Partager

« Être parent, c'est la dernière grande aventure de notre époque »

Temps de lecture: 17 min
Entretien avec Nik Niethammer, rédacteur en chef de « Fritz+Fränzi », sur l'amour, les bons pères et les conseils qu'il donnerait à ses enfants lorsqu'ils deviendront eux-mêmes parents.
Interview : Mikael Krogerus

Photos : Maurice Haas / ​13 Photo

Monsieur Niethammer, quand on lit vos éditoriaux, dans lesquels vous vous confiez parfois un peu, on a l'impression de vous connaître un peu. Mais on ne sait pas vraiment qui vous êtes.

Cela me convient tout à fait.

Changeons un peu la donne aujourd'hui. Premièrement, deuxièmement, troisièmement : à quoi le rédacteur en chef de « Fritz+Fränzi » consacre-t-il la majeure partie de son temps ?

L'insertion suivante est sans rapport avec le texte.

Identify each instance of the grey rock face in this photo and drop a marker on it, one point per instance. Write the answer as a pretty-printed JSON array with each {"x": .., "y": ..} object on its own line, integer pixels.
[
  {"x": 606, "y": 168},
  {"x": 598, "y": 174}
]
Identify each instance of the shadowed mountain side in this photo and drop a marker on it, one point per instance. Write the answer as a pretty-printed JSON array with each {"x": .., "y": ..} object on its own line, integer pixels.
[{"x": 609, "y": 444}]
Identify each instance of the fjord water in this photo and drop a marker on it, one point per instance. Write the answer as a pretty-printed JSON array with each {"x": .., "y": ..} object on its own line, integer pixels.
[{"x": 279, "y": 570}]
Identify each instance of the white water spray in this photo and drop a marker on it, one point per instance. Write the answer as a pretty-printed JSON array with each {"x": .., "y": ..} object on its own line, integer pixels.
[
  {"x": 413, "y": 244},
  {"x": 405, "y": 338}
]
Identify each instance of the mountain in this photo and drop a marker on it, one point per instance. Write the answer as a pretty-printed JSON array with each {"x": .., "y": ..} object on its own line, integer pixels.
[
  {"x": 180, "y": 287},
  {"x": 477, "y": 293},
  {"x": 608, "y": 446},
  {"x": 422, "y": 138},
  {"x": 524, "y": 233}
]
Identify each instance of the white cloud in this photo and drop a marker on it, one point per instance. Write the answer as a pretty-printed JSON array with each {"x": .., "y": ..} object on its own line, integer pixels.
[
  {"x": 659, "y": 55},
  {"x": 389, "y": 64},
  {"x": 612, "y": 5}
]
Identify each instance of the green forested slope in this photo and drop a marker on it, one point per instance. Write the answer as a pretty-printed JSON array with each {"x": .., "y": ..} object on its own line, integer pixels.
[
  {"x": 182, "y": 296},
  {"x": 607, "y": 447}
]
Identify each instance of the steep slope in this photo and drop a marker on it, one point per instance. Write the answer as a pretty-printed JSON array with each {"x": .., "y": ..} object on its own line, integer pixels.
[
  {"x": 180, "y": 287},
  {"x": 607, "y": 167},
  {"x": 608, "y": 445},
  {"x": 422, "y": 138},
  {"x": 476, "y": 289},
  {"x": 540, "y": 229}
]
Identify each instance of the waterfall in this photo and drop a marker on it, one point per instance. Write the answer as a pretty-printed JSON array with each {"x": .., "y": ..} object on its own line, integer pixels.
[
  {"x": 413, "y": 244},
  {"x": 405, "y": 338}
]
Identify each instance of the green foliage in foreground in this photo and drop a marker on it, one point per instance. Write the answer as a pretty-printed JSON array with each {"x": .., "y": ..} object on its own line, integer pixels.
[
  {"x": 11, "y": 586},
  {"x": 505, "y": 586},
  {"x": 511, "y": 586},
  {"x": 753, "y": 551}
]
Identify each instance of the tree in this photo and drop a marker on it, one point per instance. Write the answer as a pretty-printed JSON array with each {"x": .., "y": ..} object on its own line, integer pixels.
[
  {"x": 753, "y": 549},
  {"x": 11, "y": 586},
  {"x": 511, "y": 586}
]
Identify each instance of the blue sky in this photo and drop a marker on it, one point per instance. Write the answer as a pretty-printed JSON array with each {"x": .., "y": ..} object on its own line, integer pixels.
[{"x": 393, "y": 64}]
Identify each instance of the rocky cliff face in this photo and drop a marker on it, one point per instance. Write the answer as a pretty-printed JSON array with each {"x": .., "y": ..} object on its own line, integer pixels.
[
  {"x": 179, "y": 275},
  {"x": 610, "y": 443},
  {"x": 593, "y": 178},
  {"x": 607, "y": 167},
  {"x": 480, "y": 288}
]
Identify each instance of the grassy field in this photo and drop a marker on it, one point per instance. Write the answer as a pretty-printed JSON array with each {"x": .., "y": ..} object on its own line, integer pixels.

En discutant, en réfléchissant. Et en lisant des textes. J'adore discuter avec mon équipe, surtout avec Evelin Hartmann, mon adjointe. Nous parlons de famille, d'éducation, des enfants, du prochain numéro. Et je lis beaucoup de textes qui nous sont envoyés, y compris ceux des auteurs et autrices à qui nous avons passé commande. Puis je réfléchis à tout cela.

La pression que l'on s'impose soi-même en tant que parents, mais aussi celle qui vient de l'extérieur, s'est certainement accrue.

Vous êtes à l'écoute des parents suisses. Quelles sont les préoccupations principales des familles en ce moment ?

Je pense qu'être parent est en soi un véritable défi. C'est peut-être la dernière grande aventure de notre époque. Il faut s'y lancer. Être parent suscite des sentiments extrêmes d'attachement et d'affection. Mais être parent, c'est aussi échouer, c'est commettre sans cesse des erreurs, constater que bien des choses sont différentes de ce qu'on avait imaginé ou souhaité.

Est-ce qu'il est plus difficile d'être parent aujourd'hui qu'autrefois ?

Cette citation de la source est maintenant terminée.